# Used 08 Cannondale Six13 6 - questions



## turtleclimber (Oct 17, 2008)

Hey guys,
A friend of mine needs the money and is selling his bike - 2008 Cdale Six 13 6. He's only been on it 6 times (seriously). I am considering buying it from him - could use advice on pricing. Saw one completed listing on ebay for $720. He said find the best sold price out there and he'll match it. 

Anyway some background - I have an 06 Cannondale cyclocross which I've put road wheels on for pavement duty. However the frame is one size too small (found this out from my bike fit guy), so I've been looking to add a road bike at my correct size.
My CX bike is fun and feels very stiff - great for power transfer, but sometimes I'm wishing I had a bit nicer ride as I start to pile on the miles, especially on the rough roads we have around here. I would say I'm an intermediate rider, I can hang with the the #2 group on local rides and generally I go for 30-40 mile rides. I hope to do a metric century this coming year.
I was thinking about a Synapse because I thought it would be a good contrast to my CX bike and be more plush. However I'm thinking about this Six 13 since the opportunity is here.

Could you maybe shed some light on my decision? Anyone have experience with all Alu vs the Six13 Alu/Carbon frame concerning ride and responsiveness?
The Six13 6 is an all Tiagra bike, would have liked 105 but my CX is all Tiagra + 105 RD and it works fine so this should be ok. 
I would probably put my Neuvation wheels on it instead of the stock Shimanos.
One thing I can't figure out (haven't seen the bike in person yet) is exactly what style BB it has. My CX has external cups ... I assume the Six13 is the same (ie they don't do square taper stuff anymore right?).
Also, it is the triple, which I don't need but it will work for now. Forsee any problems switching to a compact double later (ie are the shifters going to be okay with that)?
Sorry for some of the newbie questions I tend to just ride and not think about equipment too much until I get some wild idea about buying something again.... :idea: 

thanks...


----------



## gus68 (Oct 19, 2010)

What is you budget? 

Sounds like you want some upgrades and thed cheapest way for better components is to buy a complete bike.


----------



## turtleclimber (Oct 17, 2008)

Good point. I really am near the limit. Maybe could go up to $900.

I wasn't really thinking about another bike for another year or so... then I could maybe spend more. But this seems like it could work for me, and I could resolve my fit issues now. It's a compromise between what I would want (105 and compact double) vs what I need (a 60cm frame). An 08 six 13 5 would be good but I don't have a feel for what a used one would be.
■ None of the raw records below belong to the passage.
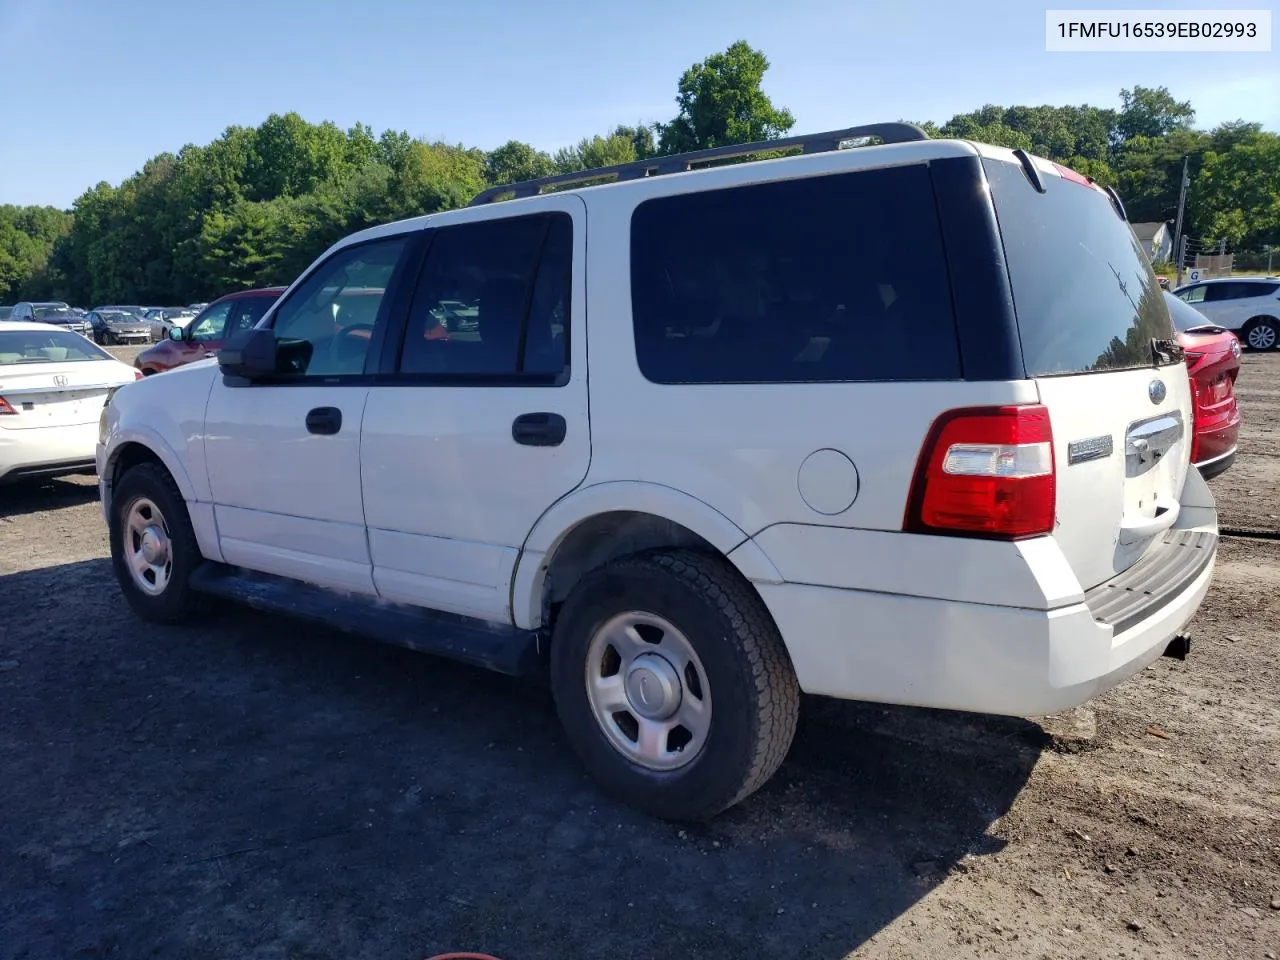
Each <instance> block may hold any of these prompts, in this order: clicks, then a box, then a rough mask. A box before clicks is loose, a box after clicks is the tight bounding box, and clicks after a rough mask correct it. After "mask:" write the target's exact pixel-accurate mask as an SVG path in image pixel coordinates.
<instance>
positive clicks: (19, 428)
mask: <svg viewBox="0 0 1280 960" xmlns="http://www.w3.org/2000/svg"><path fill="white" fill-rule="evenodd" d="M140 379H142V374H141V372H138V371H137V370H134V369H133V367H131V366H129V365H127V364H122V362H120V361H119V360H116V358H115V357H113V356H111V355H110V353H108V352H106V351H105V349H102V348H101V347H99V346H97V344H96V343H93V342H92V340H90V339H87V338H84V337H81V335H79V334H77V333H72V332H70V330H61V329H59V328H56V326H51V325H50V324H28V323H9V321H0V484H3V483H5V481H9V480H18V479H22V477H27V476H58V475H61V474H79V472H91V471H92V470H93V453H95V449H96V447H97V424H99V417H100V416H101V413H102V407H104V406H105V404H106V401H108V397H109V396H110V394H111V393H113V392H114V390H115V389H116V388H119V387H123V385H124V384H127V383H133V381H134V380H140Z"/></svg>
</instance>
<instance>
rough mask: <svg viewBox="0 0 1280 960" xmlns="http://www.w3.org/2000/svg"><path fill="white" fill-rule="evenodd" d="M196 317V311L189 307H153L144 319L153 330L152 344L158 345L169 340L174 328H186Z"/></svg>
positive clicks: (145, 316)
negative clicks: (193, 317)
mask: <svg viewBox="0 0 1280 960" xmlns="http://www.w3.org/2000/svg"><path fill="white" fill-rule="evenodd" d="M195 316H196V311H195V310H188V308H187V307H152V308H151V310H148V311H147V312H146V315H145V317H143V319H145V320H146V321H147V325H148V326H150V329H151V342H152V343H157V342H160V340H164V339H168V338H169V329H170V328H172V326H186V325H187V324H188V323H189V321H191V320H192V319H193V317H195Z"/></svg>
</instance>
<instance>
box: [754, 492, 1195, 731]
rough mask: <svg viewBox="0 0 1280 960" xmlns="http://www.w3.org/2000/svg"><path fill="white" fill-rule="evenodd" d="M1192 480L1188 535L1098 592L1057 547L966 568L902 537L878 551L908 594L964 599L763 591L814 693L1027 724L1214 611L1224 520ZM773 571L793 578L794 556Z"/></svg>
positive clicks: (790, 587)
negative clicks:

What I need to do is ride it. Hopefully that will help the decision.


----------



## Mahatma Kane (Oct 25, 2005)

I have been riding a 08 Six13 for about a year. I bought the slightly used frame on Ebay for $450 and built it up with Dura-Ace 7800. I came from riding a Look KG96, which was a great bike that I rode for 18 years before it was destroyed in a collision with a car. 
The Six13 is an astoundingly comfortable bike that is also very responsive, I was initially startled by how great it responds to hard efforts, it really feels like the power is getting to the rear wheel when you jump on it. But it is also very comfortable for the long rides.


----------



## gus68 (Oct 19, 2010)

I had an '05 six13. It rode well, the little bit of carbon simply dampens the road, its still very responsive. The $700 seems like a decent price, especially if you know how the guy treated it. Good luck.


----------